Pharmacovigilance Agreement Clause Samples

Pharmacovigilance Agreement. Subject to the terms of this Agreement, and at a date to be determined by the JDC, Facet and Trubion shall define and finalize the actions the Parties shall employ to protect patients and promote their well-being in a written agreement (hereinafter referred to as the “Pharmacovigilance Agreement”). These responsibilities shall include mutually acceptable guidelines and procedures for the receipt, investigation, recordation, communication, and exchange (as between the Parties) of adverse event reports, pregnancy reports, and any other information concerning the safety of any Collaboration Product. Such guidelines and procedures shall be in accordance with, and enable the Parties to fulfill, local and national regulatory reporting obligations to Governmental Authorities. Furthermore, such agreed procedures shall be consistent with relevant ICH guidelines, except where said guidelines may conflict with existing local regulatory safety reporting requirements, in which case local reporting requirements shall prevail. The Pharmacovigilance Agreement will provide for a worldwide safety database to be maintained by the Party appointed by the JDC. Each Party hereby agrees to comply with its respective obligations under such Pharmacovigilance Agreement (as the Parties may agree to modify it from time to time) and to cause its Affiliates and permitted sublicensees to comply with such obligations.

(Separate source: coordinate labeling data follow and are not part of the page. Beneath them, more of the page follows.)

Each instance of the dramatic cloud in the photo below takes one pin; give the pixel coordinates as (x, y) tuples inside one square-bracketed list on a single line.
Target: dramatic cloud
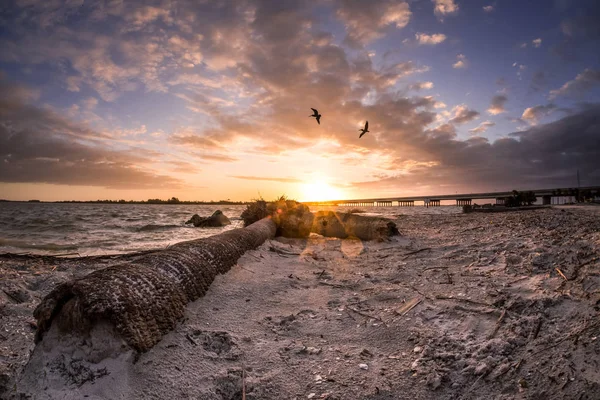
[(444, 7), (462, 114), (262, 178), (538, 81), (39, 146), (542, 156), (131, 92), (484, 126), (421, 85), (436, 38), (497, 104), (578, 86), (461, 61), (533, 114), (365, 24)]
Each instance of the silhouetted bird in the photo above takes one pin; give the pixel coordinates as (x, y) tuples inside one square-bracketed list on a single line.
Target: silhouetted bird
[(316, 115), (364, 130)]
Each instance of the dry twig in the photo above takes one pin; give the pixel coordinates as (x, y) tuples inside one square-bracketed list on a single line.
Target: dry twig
[(497, 325), (416, 251), (561, 274), (367, 315)]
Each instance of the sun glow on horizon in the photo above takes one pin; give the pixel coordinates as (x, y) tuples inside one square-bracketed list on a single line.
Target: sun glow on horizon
[(319, 191)]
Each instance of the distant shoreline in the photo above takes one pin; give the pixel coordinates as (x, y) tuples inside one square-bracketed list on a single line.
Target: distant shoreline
[(207, 203)]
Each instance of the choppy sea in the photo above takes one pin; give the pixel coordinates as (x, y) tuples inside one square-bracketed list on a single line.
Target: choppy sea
[(100, 229)]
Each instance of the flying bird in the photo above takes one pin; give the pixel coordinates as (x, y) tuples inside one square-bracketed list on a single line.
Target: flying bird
[(316, 115), (364, 130)]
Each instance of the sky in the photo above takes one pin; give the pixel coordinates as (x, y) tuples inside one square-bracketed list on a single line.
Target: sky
[(210, 100)]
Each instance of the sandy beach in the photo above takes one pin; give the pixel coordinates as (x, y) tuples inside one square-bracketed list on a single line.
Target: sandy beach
[(462, 306)]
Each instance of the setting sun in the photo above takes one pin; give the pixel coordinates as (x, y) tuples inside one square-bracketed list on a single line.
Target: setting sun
[(319, 191)]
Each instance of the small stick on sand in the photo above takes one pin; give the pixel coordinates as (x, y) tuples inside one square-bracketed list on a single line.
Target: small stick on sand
[(578, 267), (282, 252), (441, 297), (332, 284), (249, 270), (536, 331), (409, 306), (67, 254), (191, 339), (561, 274), (243, 382), (417, 251), (367, 315), (497, 325), (431, 268), (471, 229)]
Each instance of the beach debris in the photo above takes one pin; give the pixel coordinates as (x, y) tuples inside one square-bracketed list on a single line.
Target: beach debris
[(137, 303), (295, 220), (364, 130), (344, 225), (410, 253), (409, 305), (217, 219), (497, 326), (316, 115), (561, 273)]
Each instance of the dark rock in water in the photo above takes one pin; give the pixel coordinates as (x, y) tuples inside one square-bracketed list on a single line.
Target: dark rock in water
[(294, 221), (216, 220), (343, 225)]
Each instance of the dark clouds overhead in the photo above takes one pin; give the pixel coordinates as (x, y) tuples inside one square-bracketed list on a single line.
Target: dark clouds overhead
[(39, 146), (233, 81)]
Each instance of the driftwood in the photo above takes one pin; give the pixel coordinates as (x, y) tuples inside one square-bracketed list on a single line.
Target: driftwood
[(295, 220), (144, 299)]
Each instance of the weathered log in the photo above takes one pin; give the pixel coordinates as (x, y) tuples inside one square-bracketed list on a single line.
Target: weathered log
[(295, 220), (344, 225), (144, 299), (217, 219)]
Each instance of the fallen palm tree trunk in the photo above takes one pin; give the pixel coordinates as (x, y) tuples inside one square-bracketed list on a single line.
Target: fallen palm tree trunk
[(97, 326), (145, 298)]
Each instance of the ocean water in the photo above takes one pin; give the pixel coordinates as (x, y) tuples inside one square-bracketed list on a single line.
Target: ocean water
[(100, 229)]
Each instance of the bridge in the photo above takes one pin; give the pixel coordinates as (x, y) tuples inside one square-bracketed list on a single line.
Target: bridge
[(548, 196)]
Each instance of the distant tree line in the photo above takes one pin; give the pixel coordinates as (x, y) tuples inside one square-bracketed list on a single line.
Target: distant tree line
[(172, 200)]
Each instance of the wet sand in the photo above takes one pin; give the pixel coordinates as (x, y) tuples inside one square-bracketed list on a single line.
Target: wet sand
[(466, 306)]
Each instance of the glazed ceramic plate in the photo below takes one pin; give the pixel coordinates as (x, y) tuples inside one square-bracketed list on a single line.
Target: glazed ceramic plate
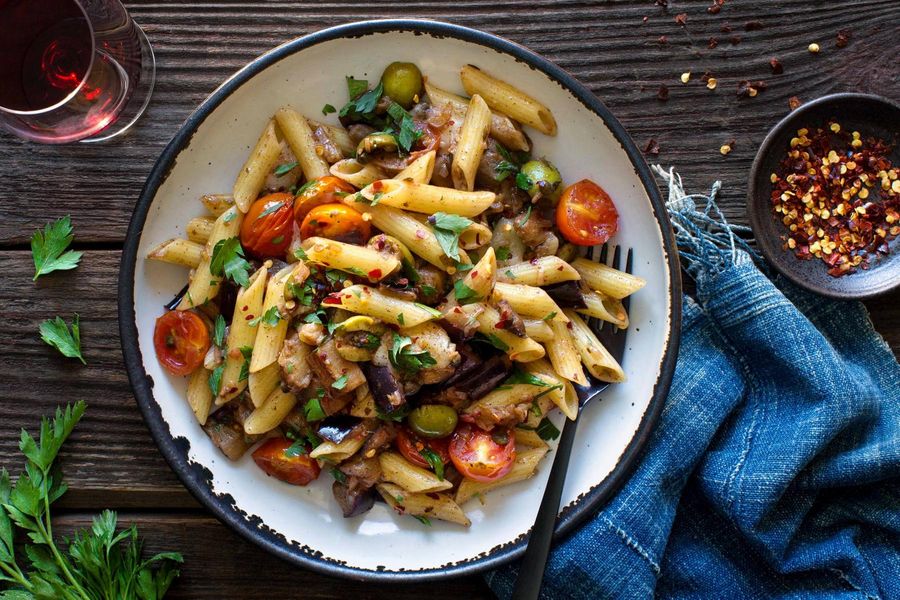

Pharmacovigilance Agreement. Without limitation of Section 5.4, the Parties shall meet, as soon as practical following the Effective Date, but in no event later than four (4) weeks after the Effective Date of this Agreement, to commence good faith negotiations to establish a detailed pharmacovigilance agreement relating to the Product, which shall set forth standard operating procedures governing the collection, investigation, reporting, and exchange of information concerning adverse drug reactions/adverse events sufficient to permit each Party to comply with its regulatory and other legal obligations within applicable timeframes.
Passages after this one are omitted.